The disadvantages I am seeing (outside of this may not actual make noticeable improvements in working with the Shipment table outside of the Note column):

  • It now becomes impossible (or at least requires a trigger or something else) to ensure that there is always some kind of value for NOTE (IE: because it is now on a separate child table we can't ensure that NOTE is NOT NULL for every row in Shipment
  • Any operation utilizing NOTE will now take extra effort, because of the need to do a JOIN to make sure we are working with the correct record

Best Answer

While its great that you are even thinking about this - I would consider it to be micro-optimisation. SQL Server already has optimisations built into it for handling NVARCHAR(MAX) and so generally I would say to not second guess it until it becomes a problem. However, there are two main points that came to mind when reading your question.

The first is (as you touched on with your last point) would there actually be any performance gained by splitting the data out into another table over letting SQL Server optimise the pages and data itself? I don't have hard evidence with me right now but I suspect not. The reason is that, as you mention, your data is regularly over 8000 bytes and therefore will be moved to LOB pages in your Note table anyway. You would just be moving the perceived problem from one table to another. Add the overhead of performing a JOIN when having to fetch the data and you are likely end up slightly worse off than you were to begin with.

Secondly, as you tagged the question with database design, my actual recommendation is that you do split out the notes into another table. However, my reasoning is not so much driven by the performance optimisation but more specifically adding flexibility to the application. It is highly likely that a shipment may need more than one note attached to it (for example if it is delayed on transit, or a customer calls in etc...). If you have the note on the actual shipment itself it makes it harder to do this without duplicating data. If you extract it into its own table you will be able to assign multiple notes to a shipment, and track who entered them and when. This makes your application and database more flexible.

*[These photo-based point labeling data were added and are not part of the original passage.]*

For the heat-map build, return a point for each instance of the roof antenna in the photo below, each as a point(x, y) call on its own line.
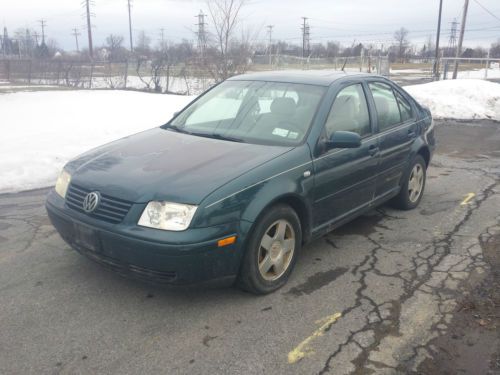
point(345, 61)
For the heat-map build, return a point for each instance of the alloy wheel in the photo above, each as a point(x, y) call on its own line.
point(276, 250)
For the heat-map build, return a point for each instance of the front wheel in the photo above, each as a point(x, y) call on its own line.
point(271, 251)
point(413, 186)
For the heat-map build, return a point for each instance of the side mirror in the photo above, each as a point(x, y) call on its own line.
point(343, 139)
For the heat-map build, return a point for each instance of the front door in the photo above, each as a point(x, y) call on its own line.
point(345, 178)
point(397, 132)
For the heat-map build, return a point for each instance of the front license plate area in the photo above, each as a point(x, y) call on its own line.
point(86, 238)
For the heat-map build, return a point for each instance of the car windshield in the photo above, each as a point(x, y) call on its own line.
point(253, 112)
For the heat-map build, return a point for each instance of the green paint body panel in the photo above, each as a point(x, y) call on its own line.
point(232, 184)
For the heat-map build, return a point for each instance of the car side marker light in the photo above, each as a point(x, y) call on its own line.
point(226, 241)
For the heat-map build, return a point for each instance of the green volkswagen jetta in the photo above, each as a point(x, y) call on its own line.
point(237, 182)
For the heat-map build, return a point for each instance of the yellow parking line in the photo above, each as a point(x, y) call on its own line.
point(467, 199)
point(303, 348)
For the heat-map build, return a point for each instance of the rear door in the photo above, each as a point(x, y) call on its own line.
point(396, 133)
point(345, 178)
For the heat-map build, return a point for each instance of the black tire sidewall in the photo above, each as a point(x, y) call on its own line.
point(250, 277)
point(404, 194)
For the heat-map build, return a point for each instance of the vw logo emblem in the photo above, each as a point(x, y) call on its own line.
point(91, 202)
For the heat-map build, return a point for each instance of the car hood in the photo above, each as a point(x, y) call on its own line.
point(161, 164)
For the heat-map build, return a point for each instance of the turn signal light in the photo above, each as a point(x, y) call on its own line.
point(226, 241)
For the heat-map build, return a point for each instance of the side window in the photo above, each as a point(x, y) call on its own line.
point(386, 105)
point(404, 107)
point(349, 112)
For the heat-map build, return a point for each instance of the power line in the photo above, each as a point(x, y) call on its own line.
point(487, 10)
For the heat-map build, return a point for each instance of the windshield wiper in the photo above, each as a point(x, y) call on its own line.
point(216, 136)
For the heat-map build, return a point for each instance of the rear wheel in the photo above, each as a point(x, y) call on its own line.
point(271, 251)
point(413, 186)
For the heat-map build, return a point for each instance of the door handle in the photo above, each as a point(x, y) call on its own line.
point(373, 150)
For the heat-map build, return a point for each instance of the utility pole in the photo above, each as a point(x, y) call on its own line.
point(43, 23)
point(162, 39)
point(270, 47)
point(36, 35)
point(304, 32)
point(76, 34)
point(130, 25)
point(89, 29)
point(452, 42)
point(436, 58)
point(461, 38)
point(202, 34)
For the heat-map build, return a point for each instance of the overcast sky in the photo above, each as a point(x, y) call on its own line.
point(366, 21)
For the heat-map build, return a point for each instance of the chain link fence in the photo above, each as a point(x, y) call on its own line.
point(131, 74)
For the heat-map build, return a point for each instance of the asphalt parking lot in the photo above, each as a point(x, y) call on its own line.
point(379, 295)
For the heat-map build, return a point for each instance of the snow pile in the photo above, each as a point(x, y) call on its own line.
point(491, 73)
point(459, 99)
point(42, 130)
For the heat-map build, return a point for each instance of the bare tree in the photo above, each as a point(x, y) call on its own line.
point(401, 37)
point(225, 19)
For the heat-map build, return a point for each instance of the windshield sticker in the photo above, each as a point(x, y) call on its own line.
point(281, 132)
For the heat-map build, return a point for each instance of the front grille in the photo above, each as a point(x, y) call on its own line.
point(129, 270)
point(110, 209)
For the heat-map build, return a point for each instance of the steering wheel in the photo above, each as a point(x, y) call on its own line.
point(290, 125)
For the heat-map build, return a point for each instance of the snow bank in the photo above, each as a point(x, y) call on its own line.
point(459, 99)
point(42, 130)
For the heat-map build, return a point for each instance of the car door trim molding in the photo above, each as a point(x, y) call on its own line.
point(396, 128)
point(257, 183)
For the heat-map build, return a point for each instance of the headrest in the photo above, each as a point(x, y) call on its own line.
point(344, 106)
point(381, 105)
point(283, 106)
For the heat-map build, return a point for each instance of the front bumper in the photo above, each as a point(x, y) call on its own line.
point(148, 254)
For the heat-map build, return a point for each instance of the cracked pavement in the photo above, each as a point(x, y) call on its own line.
point(370, 297)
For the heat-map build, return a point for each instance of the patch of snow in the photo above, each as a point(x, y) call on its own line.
point(42, 130)
point(459, 99)
point(491, 73)
point(409, 71)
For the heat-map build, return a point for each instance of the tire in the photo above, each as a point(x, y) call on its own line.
point(271, 251)
point(408, 197)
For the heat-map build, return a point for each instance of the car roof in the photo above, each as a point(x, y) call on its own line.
point(311, 77)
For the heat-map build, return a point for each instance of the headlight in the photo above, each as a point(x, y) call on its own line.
point(62, 183)
point(167, 216)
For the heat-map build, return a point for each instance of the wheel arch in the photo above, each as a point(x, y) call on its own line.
point(299, 205)
point(425, 153)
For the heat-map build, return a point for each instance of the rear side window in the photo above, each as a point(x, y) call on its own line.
point(404, 107)
point(349, 112)
point(386, 105)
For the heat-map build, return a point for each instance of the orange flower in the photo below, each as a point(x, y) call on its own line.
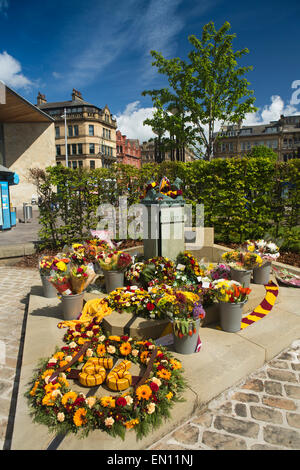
point(125, 349)
point(101, 350)
point(79, 417)
point(164, 374)
point(143, 391)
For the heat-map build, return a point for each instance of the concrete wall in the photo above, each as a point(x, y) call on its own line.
point(27, 145)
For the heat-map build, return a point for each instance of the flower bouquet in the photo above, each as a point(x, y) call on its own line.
point(231, 297)
point(114, 264)
point(78, 278)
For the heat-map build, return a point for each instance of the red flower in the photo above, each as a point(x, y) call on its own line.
point(154, 387)
point(121, 401)
point(150, 306)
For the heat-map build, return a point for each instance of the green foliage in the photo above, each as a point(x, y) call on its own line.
point(243, 198)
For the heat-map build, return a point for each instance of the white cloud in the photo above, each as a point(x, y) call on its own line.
point(130, 122)
point(11, 72)
point(271, 112)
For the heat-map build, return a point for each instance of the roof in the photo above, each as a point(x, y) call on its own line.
point(17, 109)
point(66, 104)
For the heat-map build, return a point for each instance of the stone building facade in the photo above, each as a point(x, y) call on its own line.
point(282, 136)
point(91, 132)
point(148, 153)
point(26, 141)
point(128, 150)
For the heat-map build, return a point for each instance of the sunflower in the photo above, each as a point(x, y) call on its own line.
point(79, 417)
point(68, 396)
point(101, 350)
point(125, 349)
point(164, 374)
point(143, 391)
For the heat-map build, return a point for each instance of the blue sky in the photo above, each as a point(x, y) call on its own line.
point(102, 48)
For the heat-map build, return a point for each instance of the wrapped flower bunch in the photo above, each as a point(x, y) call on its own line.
point(114, 260)
point(242, 260)
point(230, 291)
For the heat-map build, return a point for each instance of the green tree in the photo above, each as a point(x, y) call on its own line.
point(208, 90)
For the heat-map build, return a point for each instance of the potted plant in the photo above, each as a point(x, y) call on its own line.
point(45, 266)
point(232, 298)
point(268, 251)
point(187, 311)
point(114, 264)
point(241, 265)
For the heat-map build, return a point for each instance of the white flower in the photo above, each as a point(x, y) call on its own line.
point(129, 399)
point(89, 352)
point(109, 422)
point(60, 417)
point(90, 401)
point(150, 408)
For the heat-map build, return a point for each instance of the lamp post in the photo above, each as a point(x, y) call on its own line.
point(66, 137)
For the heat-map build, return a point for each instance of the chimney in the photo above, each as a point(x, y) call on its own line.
point(41, 99)
point(76, 95)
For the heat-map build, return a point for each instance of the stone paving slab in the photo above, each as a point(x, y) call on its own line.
point(224, 360)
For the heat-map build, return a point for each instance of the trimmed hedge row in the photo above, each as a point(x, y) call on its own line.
point(243, 198)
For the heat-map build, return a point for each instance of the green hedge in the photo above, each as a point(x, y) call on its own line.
point(243, 198)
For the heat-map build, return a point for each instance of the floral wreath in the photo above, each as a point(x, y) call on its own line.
point(53, 402)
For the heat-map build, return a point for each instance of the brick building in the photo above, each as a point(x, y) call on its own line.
point(128, 150)
point(282, 136)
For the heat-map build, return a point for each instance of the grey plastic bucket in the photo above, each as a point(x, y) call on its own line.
point(243, 277)
point(187, 344)
point(72, 305)
point(113, 279)
point(48, 289)
point(231, 316)
point(262, 275)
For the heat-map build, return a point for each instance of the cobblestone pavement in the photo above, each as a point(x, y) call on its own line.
point(262, 412)
point(15, 284)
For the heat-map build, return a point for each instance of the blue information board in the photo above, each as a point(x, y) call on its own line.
point(5, 205)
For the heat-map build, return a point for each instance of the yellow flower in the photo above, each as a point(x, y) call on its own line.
point(108, 401)
point(61, 266)
point(79, 417)
point(143, 391)
point(125, 349)
point(130, 424)
point(164, 374)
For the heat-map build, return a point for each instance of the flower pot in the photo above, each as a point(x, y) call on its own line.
point(48, 289)
point(261, 275)
point(113, 279)
point(241, 276)
point(187, 344)
point(72, 305)
point(231, 316)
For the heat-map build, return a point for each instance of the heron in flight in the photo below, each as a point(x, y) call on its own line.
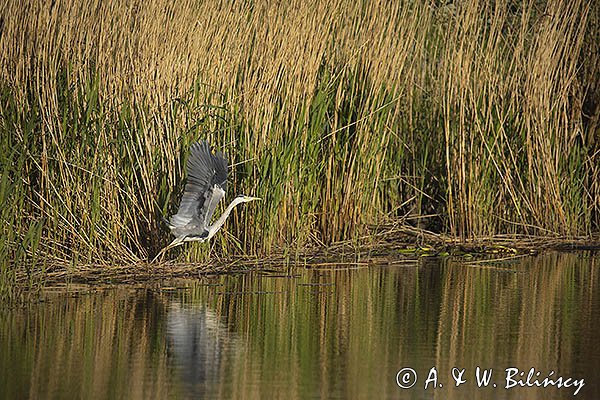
point(205, 187)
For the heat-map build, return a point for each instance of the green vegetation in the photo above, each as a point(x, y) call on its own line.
point(341, 115)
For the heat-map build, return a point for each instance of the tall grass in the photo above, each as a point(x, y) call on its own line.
point(339, 114)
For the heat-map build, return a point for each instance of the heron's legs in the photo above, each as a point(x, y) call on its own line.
point(174, 243)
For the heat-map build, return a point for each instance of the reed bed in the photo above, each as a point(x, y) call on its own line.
point(472, 119)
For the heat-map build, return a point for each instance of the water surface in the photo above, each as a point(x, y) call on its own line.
point(316, 333)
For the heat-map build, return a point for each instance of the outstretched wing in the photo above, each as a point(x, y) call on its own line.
point(205, 187)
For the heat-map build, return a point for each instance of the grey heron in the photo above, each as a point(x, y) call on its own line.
point(205, 187)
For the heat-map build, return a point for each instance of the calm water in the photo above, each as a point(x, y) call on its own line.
point(323, 333)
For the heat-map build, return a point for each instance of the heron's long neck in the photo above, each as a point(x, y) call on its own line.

If you want to optimise then I would recommend removing the need to query the notes unless someone specifically wants to view them (such as having a dedicated form in your application to do so). That way, you only need to perform the join/lookup when somebody explicitly wants to view the data. Even if you didn't externalise the notes to another table, not including the column in the query if it is not needed will remove the need for SQL Server to read the LOB page. If possible I'd always optimise queries to return the least amount of information required before optimising at a micro level.